Ihre tiefsten Verbindungen gelten ihrem Ehemann Umihito und ihrem Kind, und ihr Hass wurzelt in der Überzeugung, dass beide ihr genommen wurden und dass Umihito sie in ihrer Not im Stich gelassen hat. Im Verlauf der Geschichte wandelt sie sich von einer unaufhaltsamen Rächerin zu einem trauernden Geist, der verzweifelt nach Abschluss sucht. Kitaro gelingt es, die Hilfe von Enma Daiō, dem Herrscher des Jenseits, zu sichern, indem er seine eigene Chance opfert, seine verstorbene Mutter zu treffen, und dies ermöglicht es Nami, die Seelen von Umihito und ihrem Kind aus der Welt der Toten zurückzurufen. Dort erfährt sie die Wahrheit: Nachdem sie versiegelt worden war, wurden sowohl ihr Ehemann als auch ihr Kind von den Dorfbewohnern getötet. Als Umihito ihr ein letztes Mal seine Liebe gesteht, verblasst ihr Groll. Sie versöhnt sich mit ihrer Familie und, endlich in Frieden, geht sie zusammen mit ihnen ins Jenseits über, lächelnd, während sie geht.

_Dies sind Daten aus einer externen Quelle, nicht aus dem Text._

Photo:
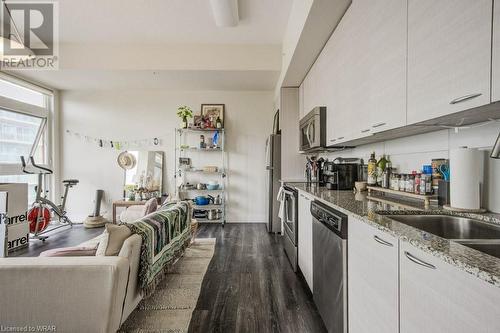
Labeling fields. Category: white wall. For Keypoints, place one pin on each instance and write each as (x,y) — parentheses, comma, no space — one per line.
(130,115)
(410,153)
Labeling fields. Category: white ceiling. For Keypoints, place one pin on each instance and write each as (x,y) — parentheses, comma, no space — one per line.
(118,44)
(164,79)
(169,21)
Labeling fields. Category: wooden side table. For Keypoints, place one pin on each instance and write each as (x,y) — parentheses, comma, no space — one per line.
(124,203)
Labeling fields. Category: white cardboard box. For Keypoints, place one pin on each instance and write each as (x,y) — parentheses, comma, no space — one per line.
(17,216)
(3,225)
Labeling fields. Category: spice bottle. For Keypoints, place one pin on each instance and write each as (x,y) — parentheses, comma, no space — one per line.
(402,182)
(410,183)
(372,170)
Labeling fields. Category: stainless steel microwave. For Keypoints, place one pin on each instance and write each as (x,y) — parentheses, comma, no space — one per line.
(313,129)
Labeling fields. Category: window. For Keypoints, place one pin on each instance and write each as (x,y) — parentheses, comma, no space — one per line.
(18,133)
(22,94)
(26,129)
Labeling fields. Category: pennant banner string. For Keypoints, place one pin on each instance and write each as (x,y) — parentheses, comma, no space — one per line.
(118,144)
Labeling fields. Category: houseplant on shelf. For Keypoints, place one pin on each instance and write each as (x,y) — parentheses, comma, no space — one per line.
(184,112)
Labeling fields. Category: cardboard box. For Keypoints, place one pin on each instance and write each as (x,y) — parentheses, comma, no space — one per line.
(4,241)
(17,216)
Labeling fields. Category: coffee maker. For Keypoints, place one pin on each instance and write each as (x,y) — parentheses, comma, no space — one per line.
(314,170)
(341,174)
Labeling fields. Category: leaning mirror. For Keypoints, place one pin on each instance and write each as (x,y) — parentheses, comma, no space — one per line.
(143,174)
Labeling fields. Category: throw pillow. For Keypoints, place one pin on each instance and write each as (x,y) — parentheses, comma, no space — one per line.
(113,239)
(151,206)
(75,251)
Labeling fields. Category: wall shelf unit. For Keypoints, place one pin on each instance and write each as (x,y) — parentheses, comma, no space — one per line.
(201,165)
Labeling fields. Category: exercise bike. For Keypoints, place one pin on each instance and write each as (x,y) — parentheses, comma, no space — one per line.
(44,211)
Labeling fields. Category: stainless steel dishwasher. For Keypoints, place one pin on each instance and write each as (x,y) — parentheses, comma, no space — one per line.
(330,265)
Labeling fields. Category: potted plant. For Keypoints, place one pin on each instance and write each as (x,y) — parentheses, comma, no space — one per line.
(184,112)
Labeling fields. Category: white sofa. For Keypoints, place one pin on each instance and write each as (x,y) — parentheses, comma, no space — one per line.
(74,294)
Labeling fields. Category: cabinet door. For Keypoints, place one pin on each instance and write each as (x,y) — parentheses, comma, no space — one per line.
(449,56)
(496,53)
(379,67)
(438,297)
(368,65)
(372,279)
(305,238)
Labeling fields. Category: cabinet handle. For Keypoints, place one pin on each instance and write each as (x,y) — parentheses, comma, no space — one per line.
(464,98)
(418,261)
(381,241)
(378,125)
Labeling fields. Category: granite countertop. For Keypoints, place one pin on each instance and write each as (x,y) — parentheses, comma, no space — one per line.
(376,211)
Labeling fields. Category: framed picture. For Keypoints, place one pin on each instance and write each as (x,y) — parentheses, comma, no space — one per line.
(197,120)
(212,112)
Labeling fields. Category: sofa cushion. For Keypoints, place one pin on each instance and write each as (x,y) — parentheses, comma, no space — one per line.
(75,251)
(113,239)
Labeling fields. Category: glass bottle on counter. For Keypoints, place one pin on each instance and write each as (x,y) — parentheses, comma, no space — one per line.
(410,183)
(416,186)
(372,170)
(395,182)
(402,182)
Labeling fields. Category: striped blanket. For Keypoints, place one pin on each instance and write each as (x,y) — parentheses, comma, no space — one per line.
(165,235)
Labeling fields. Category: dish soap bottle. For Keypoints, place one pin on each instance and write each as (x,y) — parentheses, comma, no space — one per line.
(372,170)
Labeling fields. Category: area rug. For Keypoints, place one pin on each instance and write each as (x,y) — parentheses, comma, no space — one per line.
(171,306)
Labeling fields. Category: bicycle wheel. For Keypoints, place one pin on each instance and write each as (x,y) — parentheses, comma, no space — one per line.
(33,217)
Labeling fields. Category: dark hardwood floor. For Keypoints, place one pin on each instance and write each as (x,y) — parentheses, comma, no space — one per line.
(251,287)
(62,237)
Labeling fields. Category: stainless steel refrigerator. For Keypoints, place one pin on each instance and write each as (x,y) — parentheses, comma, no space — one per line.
(273,175)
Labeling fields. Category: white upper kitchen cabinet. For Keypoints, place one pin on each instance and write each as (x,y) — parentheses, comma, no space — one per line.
(449,56)
(496,53)
(373,279)
(305,238)
(377,62)
(437,297)
(360,76)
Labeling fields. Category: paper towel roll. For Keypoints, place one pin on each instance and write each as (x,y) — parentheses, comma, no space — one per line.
(465,179)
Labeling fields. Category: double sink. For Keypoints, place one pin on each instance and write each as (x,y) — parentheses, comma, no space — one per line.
(475,234)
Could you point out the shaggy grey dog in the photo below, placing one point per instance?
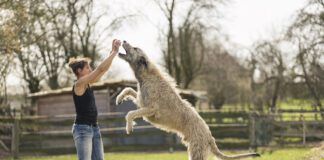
(159, 103)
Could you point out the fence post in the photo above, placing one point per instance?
(304, 129)
(15, 139)
(252, 131)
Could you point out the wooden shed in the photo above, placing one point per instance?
(57, 112)
(59, 102)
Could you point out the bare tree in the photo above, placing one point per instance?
(307, 34)
(270, 62)
(185, 47)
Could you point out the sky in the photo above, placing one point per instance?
(243, 21)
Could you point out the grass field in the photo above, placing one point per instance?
(278, 154)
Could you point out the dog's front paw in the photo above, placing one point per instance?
(119, 99)
(129, 127)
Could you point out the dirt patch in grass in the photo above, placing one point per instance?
(317, 153)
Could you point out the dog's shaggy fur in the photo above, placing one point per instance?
(159, 103)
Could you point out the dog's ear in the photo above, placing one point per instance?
(143, 61)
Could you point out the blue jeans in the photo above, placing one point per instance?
(88, 142)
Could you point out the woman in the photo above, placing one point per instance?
(86, 133)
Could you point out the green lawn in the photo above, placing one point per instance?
(278, 154)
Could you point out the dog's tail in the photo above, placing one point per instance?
(219, 154)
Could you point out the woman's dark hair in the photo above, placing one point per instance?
(78, 63)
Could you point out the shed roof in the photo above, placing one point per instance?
(111, 83)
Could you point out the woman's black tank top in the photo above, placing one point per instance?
(85, 107)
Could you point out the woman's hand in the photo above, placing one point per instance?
(115, 46)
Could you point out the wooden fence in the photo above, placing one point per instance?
(235, 129)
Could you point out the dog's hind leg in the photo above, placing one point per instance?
(137, 114)
(197, 152)
(127, 94)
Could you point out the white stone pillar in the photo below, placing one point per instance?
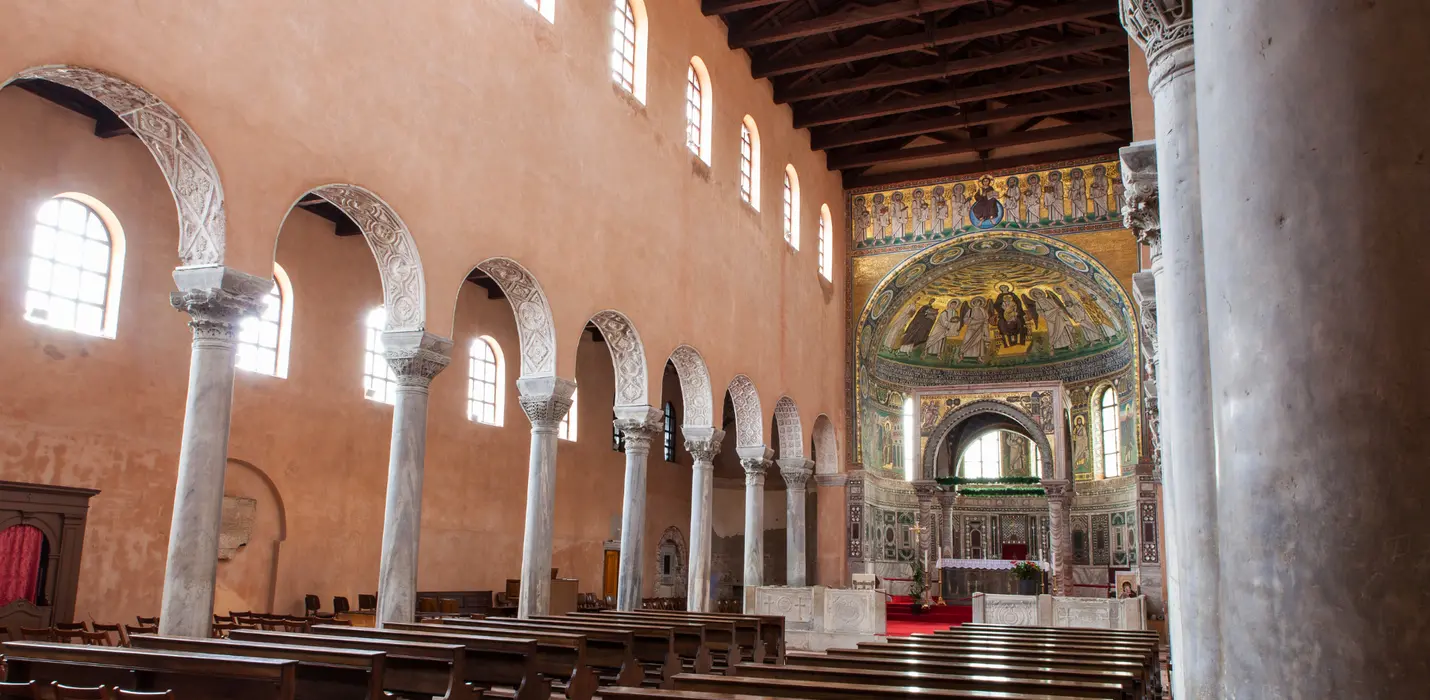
(1169, 220)
(545, 400)
(795, 470)
(704, 446)
(216, 299)
(755, 460)
(638, 426)
(1314, 145)
(415, 357)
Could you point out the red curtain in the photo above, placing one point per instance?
(19, 563)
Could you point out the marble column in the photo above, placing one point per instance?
(795, 470)
(545, 402)
(755, 460)
(704, 446)
(216, 299)
(1317, 153)
(1060, 530)
(638, 426)
(1167, 217)
(415, 357)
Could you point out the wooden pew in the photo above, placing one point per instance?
(189, 676)
(608, 650)
(322, 673)
(695, 642)
(990, 682)
(411, 667)
(1124, 680)
(491, 662)
(827, 690)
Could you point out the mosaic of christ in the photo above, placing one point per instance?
(1004, 313)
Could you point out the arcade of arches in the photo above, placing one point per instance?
(607, 310)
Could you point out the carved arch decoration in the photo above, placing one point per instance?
(791, 433)
(627, 355)
(403, 289)
(193, 179)
(695, 386)
(748, 423)
(940, 435)
(535, 327)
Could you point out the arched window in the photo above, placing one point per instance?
(669, 432)
(566, 429)
(698, 110)
(485, 400)
(750, 162)
(825, 242)
(76, 262)
(628, 46)
(378, 380)
(545, 7)
(983, 459)
(1111, 450)
(792, 207)
(263, 339)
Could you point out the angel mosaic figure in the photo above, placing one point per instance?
(1077, 195)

In Bezug auf Fähigkeiten besitzt Nami die übernatürlichen Eigenschaften, die mit der Nure-Onna verbunden sind, einschließlich ihres unmenschlichen schlangenartigen Körpers, aber ihre prägende Kraft ist das verfluchte Käfiglied, durch das sie die Seelen derer erntet, die sie ins Visier nimmt. Ihr Bogen ist der einer Frau, die durch menschliche Angst und Aberglauben Unrecht erlitten hat und zu einem Geist der Rache wurde, dessen Wut letztendlich nicht durch eine Niederlage im Kampf besänftigt wird, sondern durch die Wiedervereinigung mit der Familie, von der sie einst glaubte, dass sie sie verlassen habe.